Politik
Korruption führt zu Armut, Gewalt und Terrorismus - Exklusiv-Interview mit Peter Eigen
Angesichts der Nebeneinkünfte von Abgeordneten ist das Korruptionsthema derzeit im Blickfeld. Dochdas Thema Korruption ist komplexer: Im globalen Wettbewerb führt es zu massiven Schäden. Vor allem die Entwicklungsländer leiden darunter. Im Gespräch mit Prof. Dr. Peter Eigen, Vorsitzender von Transparency International (TI). Das vollständige Interview lesen Sie im aktuellen Jahrbuch des Global Compact Deutschland!
02.02.2005
Wie bewerten Sie die Einführung des 10. Prinzips?

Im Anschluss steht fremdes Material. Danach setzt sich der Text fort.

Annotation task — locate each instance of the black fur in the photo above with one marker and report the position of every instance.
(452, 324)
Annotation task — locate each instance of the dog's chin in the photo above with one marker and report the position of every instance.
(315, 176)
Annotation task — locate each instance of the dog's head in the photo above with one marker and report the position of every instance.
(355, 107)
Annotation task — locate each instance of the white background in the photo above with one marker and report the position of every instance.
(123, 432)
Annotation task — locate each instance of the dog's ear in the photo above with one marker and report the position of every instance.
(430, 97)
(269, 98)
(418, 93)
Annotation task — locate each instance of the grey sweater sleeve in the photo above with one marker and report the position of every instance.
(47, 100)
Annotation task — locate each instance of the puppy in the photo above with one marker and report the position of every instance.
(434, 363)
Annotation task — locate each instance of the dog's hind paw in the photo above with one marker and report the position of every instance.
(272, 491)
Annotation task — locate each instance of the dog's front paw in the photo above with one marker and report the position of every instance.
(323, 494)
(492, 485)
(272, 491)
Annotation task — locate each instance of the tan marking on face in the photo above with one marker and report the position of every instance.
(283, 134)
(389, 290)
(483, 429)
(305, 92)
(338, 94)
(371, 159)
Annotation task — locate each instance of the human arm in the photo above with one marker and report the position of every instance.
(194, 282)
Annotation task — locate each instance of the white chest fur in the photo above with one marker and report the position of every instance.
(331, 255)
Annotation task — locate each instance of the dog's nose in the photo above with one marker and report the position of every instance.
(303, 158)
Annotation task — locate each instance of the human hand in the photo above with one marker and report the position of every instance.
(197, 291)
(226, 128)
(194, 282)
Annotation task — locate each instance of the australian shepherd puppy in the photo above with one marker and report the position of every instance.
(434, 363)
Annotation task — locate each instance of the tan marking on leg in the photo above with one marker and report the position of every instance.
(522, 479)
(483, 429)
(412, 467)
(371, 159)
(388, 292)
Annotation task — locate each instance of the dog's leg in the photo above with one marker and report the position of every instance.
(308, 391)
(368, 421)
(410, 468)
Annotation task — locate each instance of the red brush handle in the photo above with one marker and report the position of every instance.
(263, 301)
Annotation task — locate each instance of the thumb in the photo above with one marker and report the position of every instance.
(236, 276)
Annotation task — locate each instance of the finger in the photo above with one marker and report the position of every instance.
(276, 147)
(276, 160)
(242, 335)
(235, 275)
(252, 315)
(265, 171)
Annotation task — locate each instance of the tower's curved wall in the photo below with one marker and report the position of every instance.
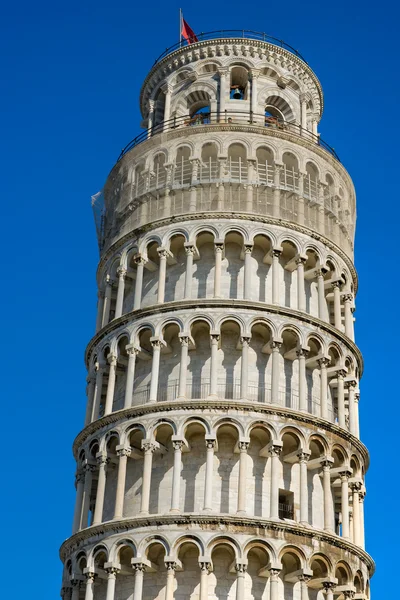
(220, 456)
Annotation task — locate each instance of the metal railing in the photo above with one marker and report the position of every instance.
(232, 34)
(227, 119)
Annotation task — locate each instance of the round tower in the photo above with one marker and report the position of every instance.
(221, 457)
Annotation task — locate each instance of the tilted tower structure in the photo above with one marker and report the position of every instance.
(220, 457)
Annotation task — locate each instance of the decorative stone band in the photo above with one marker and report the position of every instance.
(252, 525)
(221, 303)
(223, 405)
(113, 249)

Die neun Prinzipien sind ohne das zehnte Korruptionsprinzip nicht möglich. Wir waren daher schon enttäuscht, dass es nicht von Anfang an aufgenommen wurde. Die Situation war aber folgende: Es gab damals keine internationale Verpflichtung, die Korruption einzustellen. Und deshalb konnten besonders die großen Unternehmen nicht verpflichtet werden, mit der Korruption aufzuhören. Skandalös war etwa, dass bis Februar 1999 Auslandskorruption in den meisten reichen Staaten erlaubt war. Von daher wäre es wahrscheinlich vermessen gewesen, wenn Kofi Annan schon im Januar 1999 darum geworben hätte.
Wie ernst nimmt die Wirtschaft die Korruptionsbekämpfung?
Ich habe das Gefühl, dass das Thema Korruptionsbekämpfung eine Eigendynamik entwickelt. Derzeit scheuen aber noch viele Unternehmen, sich der Öffentlichkeit zu stellen. Wenn sie nämlich sagen: „Ich tue etwas gegen Korruption“, und es wird dann doch ein Korruptionsfall in Indien, Italien oder Nigeria bekannt, dann stehen sie nicht nur als korrupt sondern auch als scheinheilig da. Diese doppelte Gefährdung scheuen viele, insbesondere die deutschen Unternehmen. Insofern läuft es langsam an, aber die Firmen werden sich -- um ihrer eigenen Reputation willen - daran gewöhnen müssen.
Wie wird Transparency International diesen Prozess begleiten?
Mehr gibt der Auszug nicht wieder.